Nowadays, many Cubans like me, halfway between the youth and the elderly, can’t help comparing today’s electoral process with that of the 1950’s, our closest reference point. Then, in the midst of a huge barrage of propaganda, the streets filled up with pasquines ( satirical posters) – a word practically in disuse here now, given most young people don’t know what it means. Unknown faces peeped out at us from these pasquines, almost always with an ear-to-ear grin, and the air was filled with songs and slogans full of deceit and empty promises.

I could see how these memories left their mark on me during a recent visit to Topes de Collantes, a community located over 700 meters above sea level in the Escambray mountains. There, I talked to people who had settled around the majestic sanitarium built there in 1946, and to which, of course, they had no access.

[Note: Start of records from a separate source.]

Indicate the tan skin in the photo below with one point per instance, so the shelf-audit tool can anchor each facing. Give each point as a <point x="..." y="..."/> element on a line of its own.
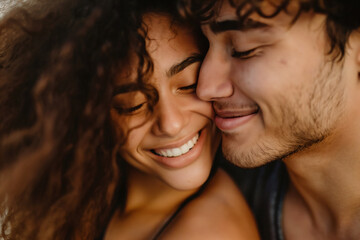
<point x="158" y="184"/>
<point x="280" y="87"/>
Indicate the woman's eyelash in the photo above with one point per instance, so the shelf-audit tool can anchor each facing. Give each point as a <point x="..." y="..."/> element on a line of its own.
<point x="192" y="86"/>
<point x="129" y="110"/>
<point x="245" y="54"/>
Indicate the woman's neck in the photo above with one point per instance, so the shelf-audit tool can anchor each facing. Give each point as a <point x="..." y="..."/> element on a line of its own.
<point x="145" y="191"/>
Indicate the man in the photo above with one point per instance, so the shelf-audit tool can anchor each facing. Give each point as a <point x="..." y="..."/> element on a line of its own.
<point x="284" y="79"/>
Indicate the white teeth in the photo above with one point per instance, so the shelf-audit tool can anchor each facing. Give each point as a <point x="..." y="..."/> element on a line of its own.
<point x="175" y="152"/>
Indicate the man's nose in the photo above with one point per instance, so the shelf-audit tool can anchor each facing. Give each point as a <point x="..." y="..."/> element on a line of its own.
<point x="214" y="82"/>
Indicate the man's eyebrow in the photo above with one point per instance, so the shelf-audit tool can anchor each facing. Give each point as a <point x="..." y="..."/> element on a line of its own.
<point x="239" y="25"/>
<point x="178" y="67"/>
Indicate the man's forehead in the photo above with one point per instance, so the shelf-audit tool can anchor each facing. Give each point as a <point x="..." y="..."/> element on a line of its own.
<point x="228" y="17"/>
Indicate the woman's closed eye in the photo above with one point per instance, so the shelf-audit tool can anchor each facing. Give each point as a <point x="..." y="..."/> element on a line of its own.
<point x="130" y="110"/>
<point x="245" y="54"/>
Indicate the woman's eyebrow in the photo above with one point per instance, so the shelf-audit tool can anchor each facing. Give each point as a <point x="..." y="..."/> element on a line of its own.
<point x="178" y="67"/>
<point x="126" y="88"/>
<point x="237" y="25"/>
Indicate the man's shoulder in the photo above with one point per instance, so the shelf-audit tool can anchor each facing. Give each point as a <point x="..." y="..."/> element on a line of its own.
<point x="264" y="189"/>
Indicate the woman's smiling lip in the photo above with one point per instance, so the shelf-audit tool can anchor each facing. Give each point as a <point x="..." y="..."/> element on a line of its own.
<point x="184" y="159"/>
<point x="230" y="120"/>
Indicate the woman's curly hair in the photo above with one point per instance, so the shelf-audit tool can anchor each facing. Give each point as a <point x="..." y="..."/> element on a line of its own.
<point x="59" y="172"/>
<point x="342" y="17"/>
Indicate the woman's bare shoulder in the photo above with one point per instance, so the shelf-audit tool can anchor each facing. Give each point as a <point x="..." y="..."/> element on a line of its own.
<point x="220" y="212"/>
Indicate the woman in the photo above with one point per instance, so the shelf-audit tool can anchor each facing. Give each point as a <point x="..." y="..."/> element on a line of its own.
<point x="114" y="137"/>
<point x="169" y="152"/>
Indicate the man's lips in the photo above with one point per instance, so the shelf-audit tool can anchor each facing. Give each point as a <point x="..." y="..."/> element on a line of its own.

Olimpia Salabarría, a local resident, will never forget what happened one evening during the 1950s, when one of her younger brothers suddenly fell ill and her father thought to knock on the hospital’s doors. The personnel on night watch refused to help the child, given that the local campesinos had no right to treatment there, as the hospital had been built for the family members and hangers-on of the regime of the day.

As was common back then, the residents of Topes de Collantes had absolutely no medical care, and were forced to travel over a dangerous mountain road to Trinidad, about 30 minutes away, or to Santa Clara, some two hours away. There, they were generally denied access unless they would promise to vote for the local politician.

The anecdote made me wonder how many voter cards it would have taken to pay for a pacemaker like the one implanted in my mother in 1995 – and renewed eight years later –, which saved her life, without having to pay a single cent or implying a political debt.

BY RAISING THEIR HANDS

Cuba’s residents know that nowadays, nobody can demand anything from them for admission to a hospital, an operation, a scholarship to study at the university or a job, because they are entitled to all of those things by law, and these rights are an intrinsic part of their human rights.

According to the enemies of the Cuban Revolution, however, the only model "elections" are those of the powerful northern neighbor, where candidates – as alike as two drops of water – spend millions that could be spent on helping the needy of that country, and finally, after months of endless tours, speeches and dinners that cost thousands of dollars a plate, they end in fraud.

All Cuban citizens with full political rights can be nominated as candidates to People’s Power assemblies. The neighbors from the barrios or rural settlements, gathered at voters’ assemblies, have the exclusive power to select their candidates, by raising their hands, from among the best and most capable citizens, without any promises or campaigns.

By now, more than 8,000 candidates have been nominated as local candidates. On April 17, the delegates to the Municipal Assemblies of the Popular Power will be chosen from among them by a free, direct and secret vote.